I do. Thanks very much for the invitation to come and speak to the committee this morning. I provided the committee with an update on structural funds in advance, which I hope you found useful. I will be happy to respond to questions on that. I will start with a few remarks to put the update that I provided in context—not least because the committee has received substantial submissions on structural funds from three important and experienced stakeholders.
As the committee knows, we are in the second year of the new EU seven-year funding cycle and we have a new Commission with new priorities and new programmes. It is fair to say, from previous experience, that this is always the most difficult point in the funding cycle. The new programmes have been approved by the Commission, but the old programmes are still winding down. The old funds have been used up, the closure process is commencing and we have significant issues with the audit weaknesses that have been exposed in that process.
Organisations that previously secured structural funds are hoping that the Commission’s priorities have not changed and that they will secure funds again.
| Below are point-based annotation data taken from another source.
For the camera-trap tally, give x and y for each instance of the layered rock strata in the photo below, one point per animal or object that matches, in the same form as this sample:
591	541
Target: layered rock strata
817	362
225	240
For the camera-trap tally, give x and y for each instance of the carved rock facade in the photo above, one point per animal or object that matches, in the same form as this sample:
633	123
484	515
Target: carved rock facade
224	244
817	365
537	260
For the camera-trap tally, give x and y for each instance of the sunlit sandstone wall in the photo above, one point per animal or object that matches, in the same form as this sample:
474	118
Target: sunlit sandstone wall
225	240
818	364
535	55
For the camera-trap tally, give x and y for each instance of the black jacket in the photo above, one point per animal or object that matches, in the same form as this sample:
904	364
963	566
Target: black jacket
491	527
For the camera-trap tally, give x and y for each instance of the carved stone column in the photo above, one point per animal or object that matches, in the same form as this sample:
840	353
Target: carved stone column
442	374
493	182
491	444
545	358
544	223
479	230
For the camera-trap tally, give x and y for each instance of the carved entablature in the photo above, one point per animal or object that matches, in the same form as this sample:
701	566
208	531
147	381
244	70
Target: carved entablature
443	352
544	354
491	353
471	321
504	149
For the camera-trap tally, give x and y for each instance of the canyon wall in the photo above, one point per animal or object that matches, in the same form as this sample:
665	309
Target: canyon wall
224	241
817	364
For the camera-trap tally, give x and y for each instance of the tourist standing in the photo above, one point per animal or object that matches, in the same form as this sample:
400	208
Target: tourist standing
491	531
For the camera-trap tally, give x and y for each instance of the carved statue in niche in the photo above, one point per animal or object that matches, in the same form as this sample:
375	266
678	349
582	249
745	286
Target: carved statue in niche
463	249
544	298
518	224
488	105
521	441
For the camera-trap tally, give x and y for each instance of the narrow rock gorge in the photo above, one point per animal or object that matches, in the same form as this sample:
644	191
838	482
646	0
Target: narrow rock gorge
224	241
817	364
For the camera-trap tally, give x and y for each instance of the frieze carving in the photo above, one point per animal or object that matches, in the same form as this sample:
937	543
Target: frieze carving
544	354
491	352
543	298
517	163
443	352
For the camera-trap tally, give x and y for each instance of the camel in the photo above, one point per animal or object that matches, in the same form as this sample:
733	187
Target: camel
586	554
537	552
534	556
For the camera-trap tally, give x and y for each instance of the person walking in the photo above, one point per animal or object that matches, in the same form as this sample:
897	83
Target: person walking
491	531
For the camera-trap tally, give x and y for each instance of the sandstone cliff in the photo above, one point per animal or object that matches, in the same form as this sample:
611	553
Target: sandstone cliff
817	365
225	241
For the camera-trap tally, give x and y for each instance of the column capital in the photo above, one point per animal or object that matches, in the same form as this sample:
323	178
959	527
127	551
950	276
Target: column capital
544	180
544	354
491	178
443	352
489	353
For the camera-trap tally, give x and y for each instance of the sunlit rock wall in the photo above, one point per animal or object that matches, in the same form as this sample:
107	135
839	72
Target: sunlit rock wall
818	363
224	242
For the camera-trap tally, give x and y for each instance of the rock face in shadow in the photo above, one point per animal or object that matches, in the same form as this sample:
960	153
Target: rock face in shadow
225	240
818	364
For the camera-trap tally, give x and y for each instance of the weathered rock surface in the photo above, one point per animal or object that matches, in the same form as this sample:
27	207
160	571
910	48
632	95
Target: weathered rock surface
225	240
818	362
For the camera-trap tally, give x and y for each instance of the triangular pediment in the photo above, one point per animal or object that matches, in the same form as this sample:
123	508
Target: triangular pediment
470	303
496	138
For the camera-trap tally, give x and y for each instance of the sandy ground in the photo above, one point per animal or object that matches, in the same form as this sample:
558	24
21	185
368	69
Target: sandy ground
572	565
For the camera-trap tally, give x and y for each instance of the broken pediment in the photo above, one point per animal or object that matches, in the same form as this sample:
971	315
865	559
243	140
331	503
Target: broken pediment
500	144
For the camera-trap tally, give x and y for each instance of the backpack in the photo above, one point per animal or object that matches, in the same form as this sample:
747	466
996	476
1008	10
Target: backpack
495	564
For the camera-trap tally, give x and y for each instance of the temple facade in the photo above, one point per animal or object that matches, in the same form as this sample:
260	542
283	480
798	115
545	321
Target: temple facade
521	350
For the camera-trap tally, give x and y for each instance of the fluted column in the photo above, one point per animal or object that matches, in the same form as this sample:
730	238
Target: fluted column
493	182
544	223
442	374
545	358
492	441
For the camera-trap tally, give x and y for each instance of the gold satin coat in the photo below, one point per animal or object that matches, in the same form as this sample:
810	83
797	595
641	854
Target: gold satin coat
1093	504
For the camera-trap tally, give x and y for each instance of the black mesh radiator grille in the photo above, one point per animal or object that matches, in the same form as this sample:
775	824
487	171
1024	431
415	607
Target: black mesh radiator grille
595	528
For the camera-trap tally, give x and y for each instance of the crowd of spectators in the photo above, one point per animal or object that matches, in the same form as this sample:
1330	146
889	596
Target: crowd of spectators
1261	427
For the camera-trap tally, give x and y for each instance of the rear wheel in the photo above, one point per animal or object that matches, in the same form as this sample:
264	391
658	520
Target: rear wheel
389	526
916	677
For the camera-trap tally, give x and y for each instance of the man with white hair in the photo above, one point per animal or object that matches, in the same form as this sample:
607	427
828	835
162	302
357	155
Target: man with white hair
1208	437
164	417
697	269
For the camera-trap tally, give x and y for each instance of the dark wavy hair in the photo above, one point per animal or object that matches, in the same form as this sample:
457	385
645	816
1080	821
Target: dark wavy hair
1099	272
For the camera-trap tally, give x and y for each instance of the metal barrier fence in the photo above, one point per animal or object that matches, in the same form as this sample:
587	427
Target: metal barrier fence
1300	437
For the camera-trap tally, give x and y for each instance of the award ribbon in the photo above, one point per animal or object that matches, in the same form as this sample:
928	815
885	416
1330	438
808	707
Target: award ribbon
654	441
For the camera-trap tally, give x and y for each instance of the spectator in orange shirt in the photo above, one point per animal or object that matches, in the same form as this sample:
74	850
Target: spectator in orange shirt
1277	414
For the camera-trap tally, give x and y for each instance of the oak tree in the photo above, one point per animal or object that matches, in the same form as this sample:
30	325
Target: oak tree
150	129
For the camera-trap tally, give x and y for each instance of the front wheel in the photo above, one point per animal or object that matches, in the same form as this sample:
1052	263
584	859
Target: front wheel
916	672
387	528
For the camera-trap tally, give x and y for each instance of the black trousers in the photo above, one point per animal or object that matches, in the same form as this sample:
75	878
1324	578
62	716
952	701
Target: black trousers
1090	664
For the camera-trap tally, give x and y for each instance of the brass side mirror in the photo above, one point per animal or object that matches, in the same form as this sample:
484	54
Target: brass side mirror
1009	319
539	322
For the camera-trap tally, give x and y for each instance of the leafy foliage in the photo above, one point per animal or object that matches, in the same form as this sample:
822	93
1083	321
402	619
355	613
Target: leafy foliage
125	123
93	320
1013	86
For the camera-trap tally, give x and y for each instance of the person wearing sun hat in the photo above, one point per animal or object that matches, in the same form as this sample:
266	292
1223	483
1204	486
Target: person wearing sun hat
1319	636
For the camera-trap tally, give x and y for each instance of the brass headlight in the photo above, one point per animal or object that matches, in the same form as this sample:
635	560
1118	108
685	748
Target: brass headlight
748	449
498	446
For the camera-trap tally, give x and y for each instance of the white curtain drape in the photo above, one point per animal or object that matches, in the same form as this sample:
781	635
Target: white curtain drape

They often hope to sustain and evolve projects from one programme period to the next and try hard to sustain capacity until the new programmes are operational and they can secure structural funds.
Linda Stewart’s submission for the University of the Highlands and Islands captures much of the complexity of this point in the cycle. Similarly, the submission from the Scottish Council for Voluntary Organisations captures the frustrations and anxieties of smaller organisations.
We have tried, wherever we can, to mitigate the impact of this transition period. We have tried to stretch funding from the old programmes as far forward as we can by recycling underspent funds and putting alternative gap funding in place, particularly for the national third sector bodies but also for local authorities that use structural funds to support third sector bodies in their localities.
What was different in this funding cycle was the economic crisis in 2008, which drove the Commission’s and member states’ expectations of the 2014 to 2020 structural funds. The priority for the funds has become economic growth and youth unemployment. For that reason, there is a significant funding allocation for youth unemployment in south-west Scotland. Hence, too, the expectation that the new Scottish programmes will concentrate the funds on innovation, business competitiveness and higher-level skills, and not as much as previously on tourism and physical regeneration. We recognise that those are extremely important areas, but they are not considered to be as high a priority as innovation, business competitiveness and higher-level skills when it comes to fostering economic growth across Europe and making Europe more competitive with China and the US.
What is not different in the new funding cycle is the Commission’s focus on sound financial management of structural funds. It cannot avoid that. You will know as well as I do the pressures that are on the Commission to ensure that its accounts are in order and that it can account for the public expenditure that it is involved in. It is, quite correctly, closely and constantly monitored by the European Parliament and the European Court of Auditors.
The 2007 to 2013 Scottish programmes were regularly criticised by Commission auditors for having too many projects, and the interruptions to those programmes prove their point. We have therefore been determined to avoid, where we can, the same kind of audit difficulties in the new programmes.
Interruptions are triggered when organisations that are receiving funds are found to have not complied with EU regulations, the rules of the programmes, procurement regulations or state aid law, or when they cannot, after several years, trace receipts, invoices or staff time sheets. Although it is absolutely correct to expect sound management of structural funds, the disruption and difficulties for smaller organisations that have to repay funds or that have their grants cancelled after several years’ work can be severe.
We have taken advantage of the requirement that we concentrate structural funds on a limited number of key themes to focus funds through the Scottish Government’s policy directorates and agencies and through local authorities, on the basis that those organisations should have match funding and the capacity to cope with regulatory compliance—which has increased in recent years—and the considerable EU audit burden that is always associated with structural funds. Those organisations also have the capacity to run procurement and challenge fund processes into which the smaller organisations that would previously have bid directly for structural funds can now bid without having to carry the audit burden and risk directly.
Our approach is yielding fewer projects but much wider use of procurement and simplified costing methods. It means, for instance, that structural funds are being used to expand a Big Lottery Fund poverty and social inclusion programme, which means that third sector bodies do not now have to apply separately for Big Lottery funding and structural funds. It means that local authorities can procure local third sector organisations to deliver employability programmes without those organisations having to be accountable to the European auditors. It also means that the business gateway can be expanded to support local growth companies in partnership with Scottish Enterprise and Highlands and Islands Enterprise.
I could go on, but I think that I have illustrated our approach and demonstrated our concern not to put smaller organisations at risk, our concern to make best use of delivery capacity and available match funding, and our concern—this is our overriding concern, and I know that it is the committee’s concern—to achieve the best possible impact from the structural funds.